A bomb on a motorcycle also exploded in a busy market district in central Baghdad, killing at least three people and wounding 11, according to a police official in the capital.
The violence came as Prime Minister Nouri al-Maliki arrived in Syria for his first visit to the neighboring country since he took office in May 2006. His visit comes amid U.S. allegations that Syria is allowing foreign fighters to cross its borders and as Damascus struggles with an influx of Iraqi refugees who have fled the violence and chaos in their homeland.
"We will discuss the serious security file and its challenges, which concern not only Iraq but the whole region.
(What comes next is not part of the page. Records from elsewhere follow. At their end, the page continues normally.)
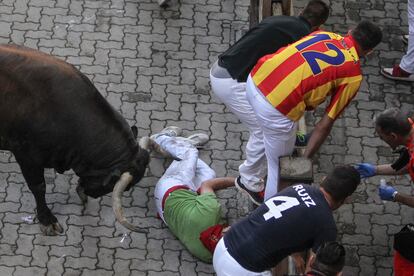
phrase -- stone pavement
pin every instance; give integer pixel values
(152, 65)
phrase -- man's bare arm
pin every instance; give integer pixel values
(215, 184)
(388, 170)
(404, 199)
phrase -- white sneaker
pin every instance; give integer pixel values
(197, 139)
(171, 131)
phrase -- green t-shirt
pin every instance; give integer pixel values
(188, 214)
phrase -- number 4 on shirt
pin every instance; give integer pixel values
(275, 211)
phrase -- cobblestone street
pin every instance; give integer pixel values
(152, 65)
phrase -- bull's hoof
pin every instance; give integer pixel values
(81, 193)
(51, 229)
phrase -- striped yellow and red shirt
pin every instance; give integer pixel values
(302, 75)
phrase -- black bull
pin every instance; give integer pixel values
(52, 116)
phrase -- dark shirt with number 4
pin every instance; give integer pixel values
(295, 219)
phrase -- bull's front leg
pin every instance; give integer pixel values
(36, 182)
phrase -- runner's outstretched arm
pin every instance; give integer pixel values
(214, 184)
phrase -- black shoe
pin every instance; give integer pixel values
(255, 197)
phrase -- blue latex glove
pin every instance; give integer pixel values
(387, 192)
(365, 169)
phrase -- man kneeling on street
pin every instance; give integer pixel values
(293, 220)
(184, 196)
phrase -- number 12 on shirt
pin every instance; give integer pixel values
(312, 56)
(275, 211)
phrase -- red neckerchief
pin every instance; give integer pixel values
(410, 147)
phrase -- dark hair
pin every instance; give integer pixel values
(393, 120)
(341, 182)
(367, 35)
(316, 12)
(330, 259)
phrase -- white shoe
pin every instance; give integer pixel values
(149, 144)
(197, 139)
(171, 131)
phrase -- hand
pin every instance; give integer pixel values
(365, 169)
(299, 263)
(387, 192)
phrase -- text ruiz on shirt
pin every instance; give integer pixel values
(304, 195)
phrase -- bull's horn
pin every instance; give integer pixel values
(119, 188)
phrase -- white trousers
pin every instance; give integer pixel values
(407, 61)
(190, 171)
(225, 265)
(279, 134)
(233, 95)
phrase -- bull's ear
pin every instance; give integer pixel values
(134, 130)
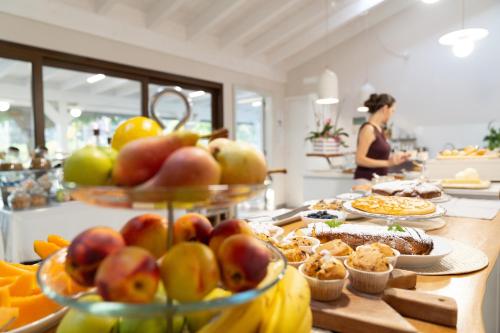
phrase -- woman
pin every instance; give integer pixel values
(373, 155)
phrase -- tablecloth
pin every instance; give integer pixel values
(20, 228)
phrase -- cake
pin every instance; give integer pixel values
(408, 189)
(410, 241)
(394, 205)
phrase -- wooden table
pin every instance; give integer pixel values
(467, 289)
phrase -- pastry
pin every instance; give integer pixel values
(369, 259)
(408, 189)
(392, 205)
(335, 247)
(408, 241)
(324, 267)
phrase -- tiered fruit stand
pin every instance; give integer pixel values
(168, 199)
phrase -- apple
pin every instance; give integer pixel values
(89, 165)
(88, 250)
(129, 275)
(243, 262)
(192, 227)
(78, 322)
(148, 231)
(226, 229)
(189, 271)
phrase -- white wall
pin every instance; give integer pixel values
(441, 98)
(30, 32)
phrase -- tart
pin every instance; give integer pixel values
(389, 205)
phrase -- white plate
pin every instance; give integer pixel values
(440, 249)
(440, 211)
(341, 216)
(43, 324)
(349, 216)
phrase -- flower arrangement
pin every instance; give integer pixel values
(328, 131)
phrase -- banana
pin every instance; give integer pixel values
(296, 302)
(244, 318)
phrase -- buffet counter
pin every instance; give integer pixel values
(476, 293)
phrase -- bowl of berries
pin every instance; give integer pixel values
(314, 216)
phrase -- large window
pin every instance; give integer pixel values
(250, 108)
(82, 108)
(64, 101)
(16, 111)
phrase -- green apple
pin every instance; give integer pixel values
(78, 322)
(89, 165)
(196, 320)
(149, 325)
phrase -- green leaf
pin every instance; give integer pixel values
(333, 223)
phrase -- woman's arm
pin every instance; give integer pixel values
(366, 137)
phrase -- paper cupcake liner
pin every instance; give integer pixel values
(324, 290)
(368, 282)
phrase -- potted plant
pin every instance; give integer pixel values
(328, 139)
(493, 137)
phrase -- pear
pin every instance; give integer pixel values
(140, 160)
(240, 162)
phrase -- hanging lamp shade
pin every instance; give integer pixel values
(366, 90)
(328, 88)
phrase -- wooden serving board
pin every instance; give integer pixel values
(479, 186)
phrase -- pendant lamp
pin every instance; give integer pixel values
(328, 88)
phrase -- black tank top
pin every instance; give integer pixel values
(379, 150)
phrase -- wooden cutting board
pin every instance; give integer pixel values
(355, 313)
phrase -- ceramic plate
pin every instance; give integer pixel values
(43, 324)
(440, 211)
(441, 249)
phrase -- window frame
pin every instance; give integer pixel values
(39, 57)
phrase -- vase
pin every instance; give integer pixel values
(325, 146)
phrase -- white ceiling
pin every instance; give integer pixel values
(260, 37)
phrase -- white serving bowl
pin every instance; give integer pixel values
(341, 216)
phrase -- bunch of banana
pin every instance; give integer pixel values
(282, 309)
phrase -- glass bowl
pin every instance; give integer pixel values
(211, 196)
(58, 286)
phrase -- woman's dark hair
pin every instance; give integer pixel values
(377, 101)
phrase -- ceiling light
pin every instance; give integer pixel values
(75, 112)
(196, 93)
(4, 106)
(463, 48)
(95, 78)
(328, 88)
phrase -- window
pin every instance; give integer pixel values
(16, 111)
(250, 118)
(64, 101)
(82, 108)
(170, 108)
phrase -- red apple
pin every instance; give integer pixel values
(148, 231)
(88, 250)
(243, 262)
(225, 229)
(192, 227)
(129, 275)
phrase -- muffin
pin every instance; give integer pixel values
(369, 269)
(335, 247)
(325, 276)
(388, 252)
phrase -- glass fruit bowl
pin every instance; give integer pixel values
(211, 196)
(58, 286)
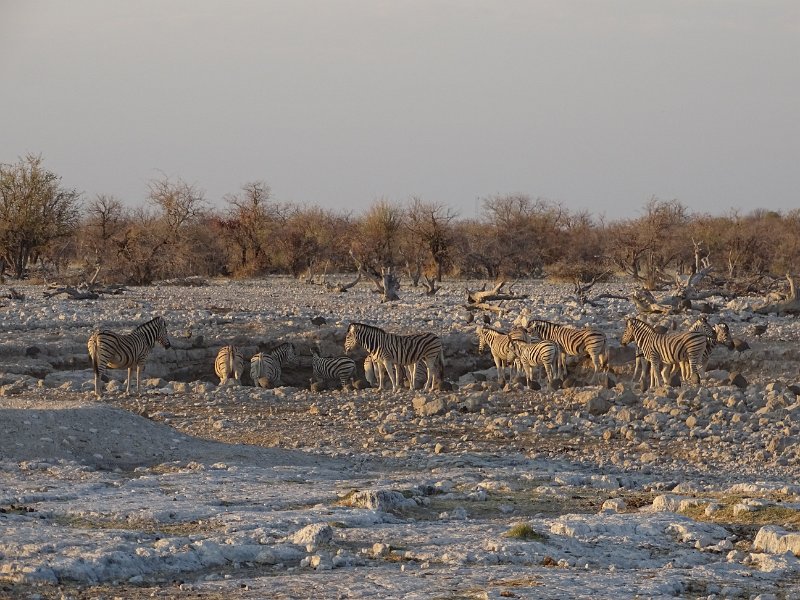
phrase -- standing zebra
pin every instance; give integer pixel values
(715, 334)
(664, 350)
(574, 342)
(544, 353)
(501, 346)
(417, 383)
(229, 364)
(393, 350)
(332, 368)
(266, 367)
(119, 351)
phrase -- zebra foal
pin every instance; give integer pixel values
(266, 368)
(574, 342)
(531, 355)
(110, 350)
(662, 351)
(229, 364)
(396, 351)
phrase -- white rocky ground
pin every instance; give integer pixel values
(192, 490)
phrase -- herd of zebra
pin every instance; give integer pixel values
(542, 344)
(529, 345)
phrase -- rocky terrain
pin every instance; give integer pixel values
(190, 489)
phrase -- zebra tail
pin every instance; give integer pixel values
(93, 355)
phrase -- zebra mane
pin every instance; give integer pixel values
(365, 326)
(492, 329)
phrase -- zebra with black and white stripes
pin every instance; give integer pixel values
(266, 367)
(397, 351)
(664, 350)
(110, 350)
(715, 335)
(415, 383)
(574, 342)
(229, 364)
(500, 345)
(535, 354)
(333, 368)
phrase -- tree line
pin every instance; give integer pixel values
(48, 228)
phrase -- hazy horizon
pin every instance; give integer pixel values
(598, 105)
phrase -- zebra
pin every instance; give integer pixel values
(417, 383)
(544, 353)
(518, 334)
(332, 368)
(715, 334)
(501, 346)
(663, 350)
(108, 349)
(266, 367)
(574, 342)
(393, 350)
(229, 364)
(265, 370)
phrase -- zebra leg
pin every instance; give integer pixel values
(500, 371)
(548, 370)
We will discuss the Iraqi community and immigrants in Syria and the ways to provide them with services," al-Maliki told reporters.
France's Foreign Minister Bernard Kouchner, meanwhile, was meeting with Iraqi President Jalal Talabani and other Iraqi officials a day after arriving for a highly symbolic visit to Iraq - the first by a senior French official since the war started, setting off years of icy relations between Paris and Washington.
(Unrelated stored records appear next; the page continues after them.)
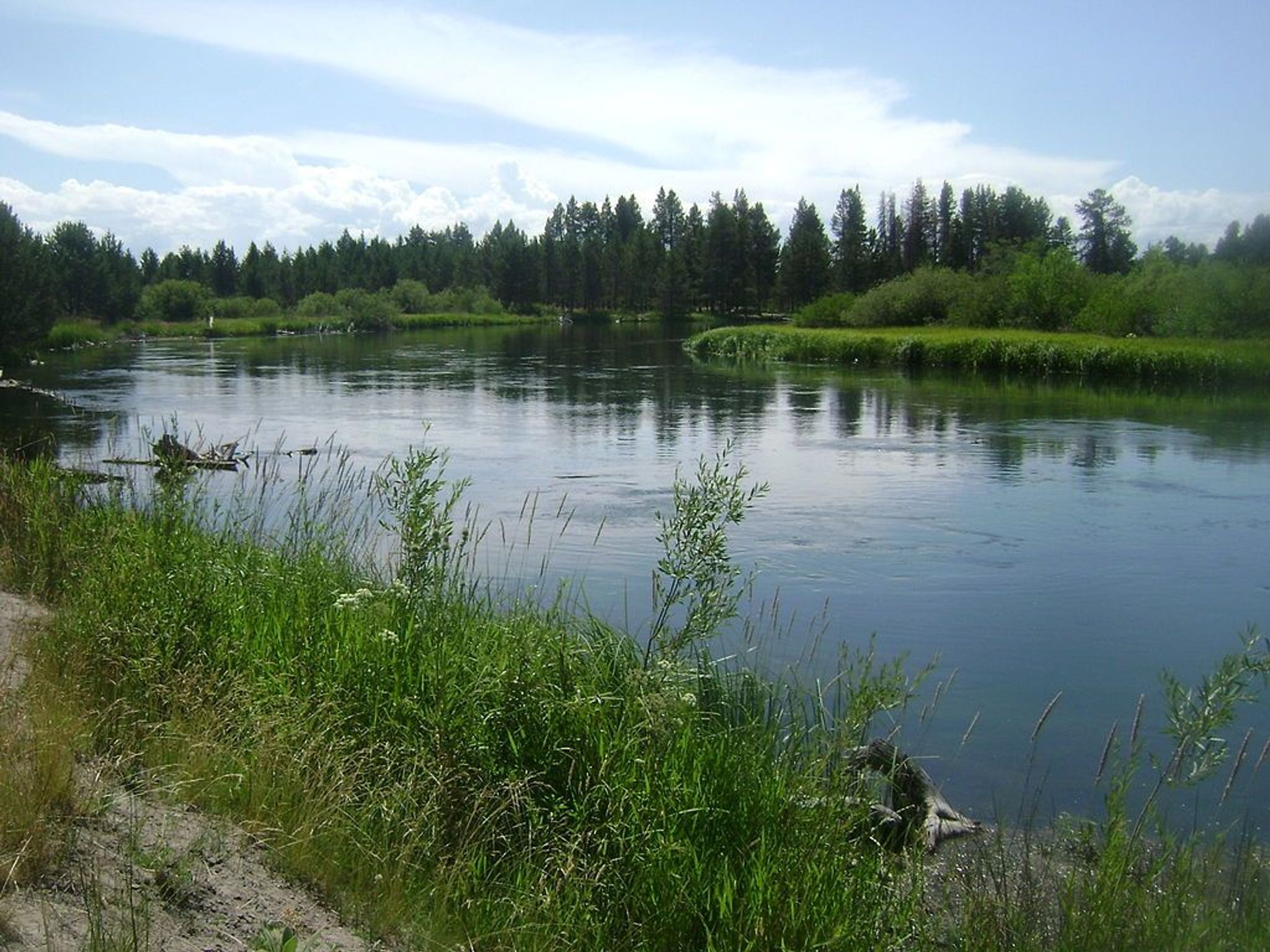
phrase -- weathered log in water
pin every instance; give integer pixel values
(917, 809)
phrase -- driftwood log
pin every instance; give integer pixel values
(169, 451)
(917, 810)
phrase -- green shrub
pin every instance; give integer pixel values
(828, 311)
(926, 296)
(81, 333)
(366, 310)
(321, 305)
(175, 300)
(412, 296)
(1047, 291)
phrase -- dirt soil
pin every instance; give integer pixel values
(146, 874)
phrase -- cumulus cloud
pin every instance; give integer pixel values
(191, 159)
(311, 202)
(623, 116)
(1192, 216)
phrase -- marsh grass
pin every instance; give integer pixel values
(71, 334)
(450, 767)
(1009, 352)
(1128, 879)
(38, 795)
(453, 767)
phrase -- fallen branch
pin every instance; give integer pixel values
(917, 809)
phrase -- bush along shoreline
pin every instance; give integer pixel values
(459, 770)
(1010, 352)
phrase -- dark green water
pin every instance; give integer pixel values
(1034, 537)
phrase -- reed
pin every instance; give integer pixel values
(1006, 352)
(455, 767)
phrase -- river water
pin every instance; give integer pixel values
(1032, 539)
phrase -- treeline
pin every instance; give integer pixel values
(727, 259)
(1174, 289)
Kouchner said Sunday that he was not in Iraq to offer initiatives or proposals but to listen to ideas on how his country might help stop the devastating violence.
"Now we are turning the page. There is a new perspective. We want to talk about the future. Democracy, integrity, sovereignty, reconciliation and stopping the killings. That's my deep aim," he said in English after meeting with Iraqi Foreign Minister Hosyhar Zebari.
The blast struck the SUV carrying Gov. Mohammed Ali al-Hassani about 9 a.m., shortly after his convoy departed from his home in Rumaitha en route to his office in the provincial capital of Samawah, about 230 miles southeast of Baghdad.
Al-Hassani, his driver and a guard were killed, while his office manager and two other guards were seriously wounded, police said.
A curfew was immediately clamped on Samawah and new checkpoints were erected.
On Aug. 11, the governor and police chief of another southern province, Qadasiyah, also were killed in a roadside bombing attack. Gov. Khalil Jalil Hamza and the police chief Maj. Gen. Khalid Hassan were killed as they returned to the provincial capital of Diwaniyah from a funeral for a tribal sheik.
Both governors were members of the influential Supreme Islamic Iraqi Council, a group led by Shiite politician Abdul-Aziz al-Hakim whose loyalists have been fighting the Mahdi Army militia for control of the oil-rich south as British-led forces gradually withdraw from the area.
Al-Hassani, 52, was from a prominent clan in the area and had been governor for about two years despite several attempts by rivals in the provincial council to sack him.
SIIC dominates the Muthanna provincial capital with about half of the 40 seats, with the rest divided among other Shiite parties, including Fadhila and the Dawa party of al-Maliki.
Police quickly laid blame on the Mahdi Army, which is nominally loyal to radical Shiite cleric Muqtada al-Sadr and has been involved in several recent clashes with its rivals.
"There was nothing against the governor inside the province except the confrontations between Mahdi Army and SIIC, which have claimed the lives of dozens of people," an officer said, speaking on condition of anonymity because he feared retribution.
Al-Maliki's office issued a statement condemning the assassination, saying it had ordered and investigation and calling for restraint against retaliation.
"Those behind this horrible crime want to flood the province with chaos and insecurity, thus implementing an agenda of hatred that does not want any good for our people," the prime minister said in the statement.
"Therefore, we call on our people in the Muthanna province to exercise self-restraint and avoid the trap set by this act," he added. "Meanwhile our armed forces are ordered to confront with full zeal and force any one who tries to destabilize the province."
Kouchner's visit was welcomed in Washington, where the Bush administration is facing a Sept. 15 deadline to report to Congress on progress in Iraq as a result of the infusion of 30,000 more U.S. troops in the first half of the year. American public opinion and congressional sentiment is running against the U.S. effort and there are many calls for a timetable for withdrawing U.S. troops.
"This is one more example, along with the new UN mandate, the neighbors conference process and recent announcements by Saudi Arabia to open an embassy and forgive Saddam-era debt, of a growing international desire to help Iraq become a stable and secure country," said White House spokesman Gordon Johndroe.
In another sign of growing Shiite discontent, thousands rallied against the U.S. in Sadr City, waving Iraqi flags and shouting "no, no to America." One group of men set an effigy of an American flag on fire, then stomped on it.
The protesters demanded an end to the raids that are often carried out by U.S. and Iraqi forces against suspected militia fighters in Baghdad's main Shiite district as part of a six-month-old security crackdown in Baghdad. Iraqis frequently claim that civilians are killed in the raids and some carried photos of victims and women in mourning.